Dei tudo quanto tinha para dar...
Até a fantasia do meu canto!
Ai, que saudade tenho do luar
e da ternura argêntea do seu manto!
Saudade concebida de pureza,
na dádiva de um vago estremecer.
Enleio enamorado a prometer
antemanhãs sonhadas de beleza.
E neste fim já próximo da estrada,
desfio este rosário que sustenho
numa vigília trémula e cansada.
Sem ilusões nem sonhos, a desoras,
ainda, nesta espera que mantenho,
pergunto à Vida: Por que te demoras?
José-Augusto de Carvalho
16 de Junho de 2013.
Viana*Évora*Portugal
Da Poesia Pura
É quando a noite cai, doendo, nos meus braços,
e tremem, no silêncio, os medos ancestrais,
que irrompe a escuridão e, aquém dos meus umbrais,
me envolve, em seu torpor, em lânguidos abraços.
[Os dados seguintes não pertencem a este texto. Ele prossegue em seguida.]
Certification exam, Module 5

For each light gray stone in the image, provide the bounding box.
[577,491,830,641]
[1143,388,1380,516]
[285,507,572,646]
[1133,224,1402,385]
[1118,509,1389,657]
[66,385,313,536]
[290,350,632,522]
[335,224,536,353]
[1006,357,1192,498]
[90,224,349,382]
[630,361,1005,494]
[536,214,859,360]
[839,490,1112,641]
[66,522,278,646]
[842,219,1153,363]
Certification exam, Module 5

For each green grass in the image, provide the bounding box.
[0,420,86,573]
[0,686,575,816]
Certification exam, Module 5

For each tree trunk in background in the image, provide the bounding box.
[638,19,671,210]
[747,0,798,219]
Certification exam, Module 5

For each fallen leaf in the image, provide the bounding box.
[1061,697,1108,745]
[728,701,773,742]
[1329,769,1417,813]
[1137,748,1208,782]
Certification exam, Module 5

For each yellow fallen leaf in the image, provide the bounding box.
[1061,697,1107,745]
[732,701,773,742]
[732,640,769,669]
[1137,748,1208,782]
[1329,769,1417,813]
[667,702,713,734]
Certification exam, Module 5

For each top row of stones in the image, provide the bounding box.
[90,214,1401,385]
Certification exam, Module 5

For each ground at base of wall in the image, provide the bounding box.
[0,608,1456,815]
Se tardo adormecer, segredos me suspira,
segredos que eu esqueço ao despertar-me a aurora.
Mas não desiste nunca e torna, sem demora...
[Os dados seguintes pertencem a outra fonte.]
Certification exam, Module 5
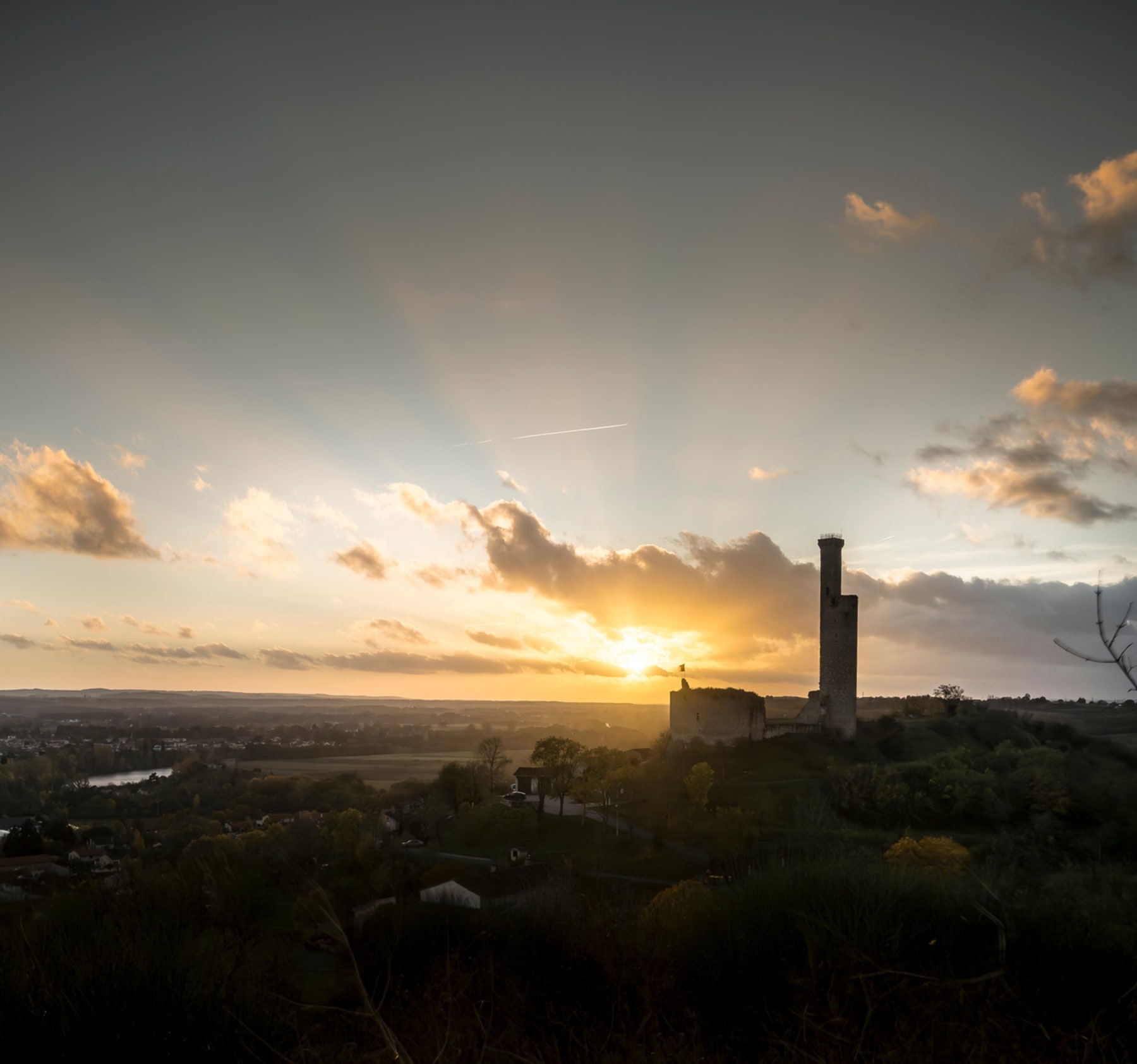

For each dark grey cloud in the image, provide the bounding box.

Rendido acontecer e ser de quem delira.
E a minha insónia teima em conceder-lhe espaço.
Meu corpo exausto e lasso entrega-se, rendido.
E a noite, sem pudor, despindo o seu vestido
de angústia e escuridão, reclama o meu abraço.
Abraço que não dou, mas sempre lho consinto
assim como se fosse um cálice de absinto...
José-Augusto de Carvalho
Lisboa, 10 de Abril de 2013.
Inteiro, o pensamento na linguagem.
Palavra após palavra, a tessitura.
Palavras, partituras, frescos agem,
aqui e além, desertos de procura.
*
Linguagem-pensamento, a construção
que tenta, tenta e logo se esboroa...
Regresso instante ao caos - desconstrução...
...e nova construção pensada ecoa.
*
Vaivém de ser / não-ser, o movimento
perpétuo e sideral com pés no chão,
dilacerado a golpes de ígneo vento.
*
Suspenso, o braço erguido, aberta a mão,
a busca, mais além, no céu cinzento,
determinado e só, num gesto vão...
*
*
José-Augusto de Carvalho
13 de Fevereiro de 2013
Viana * Évora * Portugal
Folheio devagar o livro dos meus dias.
Às vezes, volto atrás, relendo as folhas lidas.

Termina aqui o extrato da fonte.